Application and future directions
Microbial diversity is vast. Our ontology did not focus on pathogenic phenotypes (such as hosts, target organs, and diseases). These are areas that will need further ontology integration with other existing ontologies (for example, with OMP, the Disease Ontology, Infectious Disease Ontology, the Pathogenic Disease Ontology, and the Human Disease Ontology) [46–48]. MicrO also did not focus on microbial habitats. Development of ENVO is ongoing and the incorporation of microbial habitats into ENVO is a potential fruitful new approach for integrating MicrO with ENVO. Also, there are a number of new prokaryote-focused ontologies in development focusing on microbial metagenomic metadata and microbial habitats/environments (such as MEOWL; Microbial Environments described using OWL; https://github.com/hurwitzlab/meowl). These can be incorporated into MicrO and formal logical axiom linkages added to further increase axiomization of microbial terms. Finally, our ontology did not cover traits associated with microbial eukaryotes.
In the near future, we plan to incorporate MicrO into our developing NLP program (MicroPIE), and in doing so will greatly increase the computing power of MicroPIE. Currently, MicroPIE relies on term lists, which treat each term as an individual entity. MicroPIE cannot determine that the terms ‘rod’, ‘bacillus’, ‘bacilli’, ‘elongated cocci’, and ‘short cylinders’ are all synonyms for the same concept (a bacillus shape). MicrO, with its controlled vocabulary, logical axioms, and annotations including synonyms, can inform NLP programs like MicroPIE that these are indeed the same class, and hence streamline the functionality of the algorithm.
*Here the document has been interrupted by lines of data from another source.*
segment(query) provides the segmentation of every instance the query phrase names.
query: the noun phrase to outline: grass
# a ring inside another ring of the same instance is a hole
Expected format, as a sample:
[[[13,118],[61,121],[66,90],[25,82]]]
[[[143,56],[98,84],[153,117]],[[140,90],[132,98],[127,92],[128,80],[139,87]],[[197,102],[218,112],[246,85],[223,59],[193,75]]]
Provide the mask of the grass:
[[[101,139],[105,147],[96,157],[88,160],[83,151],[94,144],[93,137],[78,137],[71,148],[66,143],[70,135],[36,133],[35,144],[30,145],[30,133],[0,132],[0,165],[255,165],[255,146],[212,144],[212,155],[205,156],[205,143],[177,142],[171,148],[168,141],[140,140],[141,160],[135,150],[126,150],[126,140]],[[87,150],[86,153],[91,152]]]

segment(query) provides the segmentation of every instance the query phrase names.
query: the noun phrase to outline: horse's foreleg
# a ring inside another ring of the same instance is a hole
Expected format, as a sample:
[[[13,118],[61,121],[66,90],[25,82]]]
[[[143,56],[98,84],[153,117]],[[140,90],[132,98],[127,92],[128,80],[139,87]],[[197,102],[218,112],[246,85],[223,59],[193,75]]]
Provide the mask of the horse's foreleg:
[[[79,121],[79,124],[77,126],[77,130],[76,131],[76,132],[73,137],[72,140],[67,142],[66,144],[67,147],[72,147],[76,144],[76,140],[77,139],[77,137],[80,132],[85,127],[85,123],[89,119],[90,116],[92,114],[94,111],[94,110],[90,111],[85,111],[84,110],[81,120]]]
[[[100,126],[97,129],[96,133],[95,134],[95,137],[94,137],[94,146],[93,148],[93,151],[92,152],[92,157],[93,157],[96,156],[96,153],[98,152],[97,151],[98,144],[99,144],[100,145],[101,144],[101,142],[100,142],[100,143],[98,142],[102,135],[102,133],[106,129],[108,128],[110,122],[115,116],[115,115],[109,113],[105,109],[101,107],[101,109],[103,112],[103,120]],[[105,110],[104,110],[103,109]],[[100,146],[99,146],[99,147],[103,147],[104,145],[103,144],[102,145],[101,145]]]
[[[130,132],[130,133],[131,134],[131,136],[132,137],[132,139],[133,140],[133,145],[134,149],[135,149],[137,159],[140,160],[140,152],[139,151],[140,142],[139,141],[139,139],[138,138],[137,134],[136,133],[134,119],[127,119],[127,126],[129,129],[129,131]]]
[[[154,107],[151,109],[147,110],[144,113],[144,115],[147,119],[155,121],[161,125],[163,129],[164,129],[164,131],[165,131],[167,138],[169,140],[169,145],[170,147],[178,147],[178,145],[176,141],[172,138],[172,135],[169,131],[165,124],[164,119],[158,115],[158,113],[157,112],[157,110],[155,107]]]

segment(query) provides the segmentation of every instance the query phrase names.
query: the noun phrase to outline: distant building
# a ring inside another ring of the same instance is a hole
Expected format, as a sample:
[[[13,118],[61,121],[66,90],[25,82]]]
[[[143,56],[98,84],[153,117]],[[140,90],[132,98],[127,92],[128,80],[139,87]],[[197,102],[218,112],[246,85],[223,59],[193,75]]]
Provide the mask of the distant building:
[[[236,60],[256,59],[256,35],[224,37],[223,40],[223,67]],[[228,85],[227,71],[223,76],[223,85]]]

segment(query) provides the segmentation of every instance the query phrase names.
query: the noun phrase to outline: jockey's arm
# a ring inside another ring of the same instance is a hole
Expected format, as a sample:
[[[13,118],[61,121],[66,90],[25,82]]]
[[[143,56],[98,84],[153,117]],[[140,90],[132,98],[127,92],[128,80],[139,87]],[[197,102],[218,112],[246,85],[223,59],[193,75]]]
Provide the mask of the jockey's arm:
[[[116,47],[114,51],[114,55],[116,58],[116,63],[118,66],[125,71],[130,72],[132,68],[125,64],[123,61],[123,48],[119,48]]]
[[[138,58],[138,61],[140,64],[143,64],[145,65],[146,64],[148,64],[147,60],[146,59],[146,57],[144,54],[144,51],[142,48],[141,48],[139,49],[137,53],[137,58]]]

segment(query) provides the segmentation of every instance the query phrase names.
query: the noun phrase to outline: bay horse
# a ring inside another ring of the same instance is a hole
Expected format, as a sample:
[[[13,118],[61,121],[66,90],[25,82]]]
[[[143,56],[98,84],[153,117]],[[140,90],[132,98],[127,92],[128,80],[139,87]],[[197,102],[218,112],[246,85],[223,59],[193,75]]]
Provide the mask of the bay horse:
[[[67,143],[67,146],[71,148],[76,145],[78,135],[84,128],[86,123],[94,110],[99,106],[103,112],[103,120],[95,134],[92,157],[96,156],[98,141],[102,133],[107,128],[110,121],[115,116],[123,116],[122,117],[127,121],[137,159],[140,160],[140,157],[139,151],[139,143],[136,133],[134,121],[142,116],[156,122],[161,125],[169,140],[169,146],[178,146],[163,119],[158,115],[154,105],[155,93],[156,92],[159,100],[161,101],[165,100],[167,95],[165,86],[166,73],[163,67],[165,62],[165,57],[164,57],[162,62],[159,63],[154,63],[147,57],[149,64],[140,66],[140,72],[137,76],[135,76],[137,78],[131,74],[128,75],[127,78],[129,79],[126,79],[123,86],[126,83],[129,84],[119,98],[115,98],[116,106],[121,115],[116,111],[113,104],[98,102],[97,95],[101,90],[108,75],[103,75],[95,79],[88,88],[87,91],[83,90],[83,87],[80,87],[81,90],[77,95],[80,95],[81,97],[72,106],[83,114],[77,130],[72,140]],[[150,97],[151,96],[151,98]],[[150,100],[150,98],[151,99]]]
The ontology will help MicroPIE recognize that terms such as ‘mixotroph’ and ‘mixotrophic’ all point to the same concept (the ability to carry out process of mixotrophy). The ontology will also reduce confusion in facilitating the identification of synonymous concepts when it comes to the varied reporting of the results of prokaryotic diagnostic assays (as discussed above).
Because of the logical inference power provided by the ontology, MicrO will allow algorithms like MicroPIE to infer new information about a microbial taxon that is not explicitly stated in the taxonomic description. For example, if an organism metabolizes glucose and is photosynthetic, MicrO-enabled MicroPIE can infer that it is a photoorganotroph. If an organism grows at 89 °C, MicrO-enabled MicroPIE can infer that it is a hyperthermophile (given that the logical definition for a hyperthermophile in MicrO constrains an organism’s optimal growth temperature to being above 85 °C). If an organism has akinetes, MicrO-enabled MicroPIE will be able to infer that it is in the Nostocales or Stigonematales (two Orders in the Cyanobacteria). These inferred character states can help to populate cells of a matrix that can be quite sparse when NLP is used to extract literal characters from text.
Additionally, MicrO will be able to support a future generation of bioinformatics capabilities for the microbiological community. For example, because MicrO connects phenotypic information and diagnostic assays with the enzymatic activities in GO, it could be used to support future work aimed at connecting microbial phenotypes with genotypes (i.e., the gene content in genomes). Exciting new tools and approaches for connecting phenotypes with genotypes are being developed for metazoans [49–51]. These tools could be adapted and expanded to similarly function with microbial taxa and microbial genomes in the future, given that the field of microbiology now has a rich ontology. In this manner, MicrO could be a useful tool for other researchers in the field of metagenomics and evolution of microbial phenotypic traits.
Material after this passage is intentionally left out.